Bruce Cassidy feels the need to tinker with a winning lineup.
Just because his Boston Bruins tied the series with Game 4’s 5-3 victory in Toronto doesn’t mean the coach is satisfied.
The Maple Leafs hard-charging fourth line of Trevor Moore, Frederik Gauthier and Tyler Ennis completely dominated the Bruins’ bottom unit, registering a ridiculous even-strength Corsi of 89 per cent.
Enter new fourth-line centre Sean Kuraly, whom Cassidy dubs “a one-man cycle.”
The 26-year-old will make his series debut Friday after being sidelined since March 21 as he recovered from a fractured right hand.
“There will definitely be energy. That’s what my job is and that’s expected of me, to bring energy, so luckily I’ve got a little bit of that,” Kuraly says.
Adds linemate Chris Wagner: “He’s probably one of the faster guys on our team, if not the fastest.”
Kuraly posted career-highs in goals (eight) and points (21) this season and should be a significant upgrade over the struggling Joakim Nordstrom.
“He’s certainly a hard guy to get the puck from when he’s on,” Cassidy says. “A bit undervalued on paper, can get to loose pucks in our end and get it out of our zone. That’s what we missed the other night.”
Babcock calls Drake curse crazy talk
Superstitious Toronto fans are worried that Drake showing up to Scotiabank Arena in a No. 6 Maple Leafs sweater to watch the home team lose Wednesday has cast a spell upon their squad.
“That’s probably about the craziest thing I’ve ever heard. I’ve heard lot of things since I’ve come here, but that’s one of the craziest things,” Mike Babcock said.
“The game is played on the ice, by us. There’s no curse whatsoever. We’re in a series, and it’s a good series, and we’re excited to be in it and excited to have the opportunity. Anytime anybody wants to come and support us, we’re all in.”
Even if that anybody is a proven jinx.
Leafs pore over penalty kill
The Bruins went two-for-two on their power play Wednesday and have converted on five of their 11 man-advantages in the series. Not a good look.
“It’s a spread power play. It’s easy to sort out, we didn’t sort it out on the top and they ended up outnumbering us on the bottom and, in the end, we gave up an easy one,” Babcock explained.
Zach Hyman says the breakdowns have been uncharacteristic and believes it’s the Leafs’ mistakes, not the Bruins’ expertise, that are the problem.
“We have a lot more to prove.

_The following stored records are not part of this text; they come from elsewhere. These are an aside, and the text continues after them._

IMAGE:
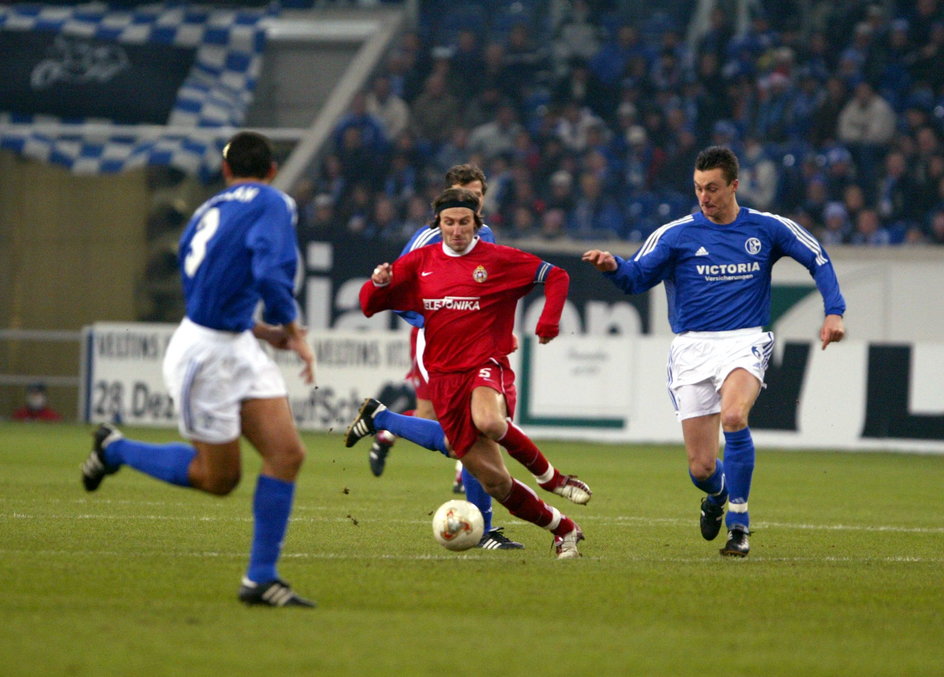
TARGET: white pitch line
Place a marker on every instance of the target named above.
(470, 556)
(604, 520)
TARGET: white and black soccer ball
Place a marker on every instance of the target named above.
(458, 525)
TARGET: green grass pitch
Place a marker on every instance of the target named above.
(845, 577)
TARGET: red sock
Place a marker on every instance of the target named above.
(524, 503)
(523, 450)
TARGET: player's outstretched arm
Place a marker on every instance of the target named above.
(291, 336)
(603, 261)
(556, 285)
(833, 330)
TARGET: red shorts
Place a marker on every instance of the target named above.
(451, 395)
(415, 376)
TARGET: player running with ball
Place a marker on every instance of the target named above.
(716, 268)
(467, 291)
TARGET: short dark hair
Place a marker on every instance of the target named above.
(718, 157)
(249, 155)
(456, 197)
(461, 175)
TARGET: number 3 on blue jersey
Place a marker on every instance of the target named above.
(197, 250)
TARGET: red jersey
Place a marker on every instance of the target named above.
(468, 301)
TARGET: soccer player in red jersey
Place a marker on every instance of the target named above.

I don’t think we’ve been as bad as the numbers show,” Hyman said. “We’ve got to get back to playing our way and be confident out there and go after them.”
Toronto devoted extra time practising its penalty kill Friday morning, and assistant coach D.J. Smith will hold another PK meeting with his units at TD Garden right before warm-ups tonight.
“Smitty’s done a good job of letting us know what they’re looking for and how we’re supposed to counteract it,” Connor Brown said. “Last game, how they scored their goals, it’s nothing we hadn’t seen before. So it’s up to us to execute.”
Hyman fine after Marchand hit
There was a collective gasp from Leaf Nation when Hyman missed a shift and appeared in great pain after initiating a hit on Brad Marchand late in Game 4, but the top-line winger assured he’s ready to go, that it was just a stinger.
“It was scary for a second there, but I got up and everything was where it should’ve been. I’m happy that I’m good to go for today,” Hyman said.
Babcock calls Hyman “a tough kid” and reminded that pushing through pain is what springtime hockey is all about.
Dad strength activated
Leafs shutdown D-man Jake Muzzin has joined Toronto’s rapidly swelling Dad Club.
Muzzin’s wife, Courtney, scheduled an induction Thursday in Toronto, and the couple welcomed a healthy baby girl, their first child, to the world.
“It’s been a crazy 24 hours,” said Muzzin, excited for his game-day nap.
Babcock approves of Red Wings hire
Overseeing the final season of Steve Yzerman’s playing career and then working four more years with him as an executive, Babcock thinks the Wings did well to hire the icon as their new GM, under senior VP Ken Holland.
“They’re good friends; they’ll work well together,” Babcock said.
“Stevie is a fan favourite in Detroit like no other. I remember one night in overtime or the shootout, he jumped over the boards, the place started to shake. When you’ve done what a guy like him has done for a franchise, you’ve earned the right for people to feel like that about you, and he’ll do a great job.”
Yzerman to Detroit, Joel Quenneville to Florida — the Atlantic Division is getting stacked with championship hockey minds.
“That’s what it’s all about, isn’t it? Don’t you want to be in the best and beat the best?” Babcock said.
“That’s what elite sports is supposed to be about. It’s not supposed to be about finding someone soft to play against.”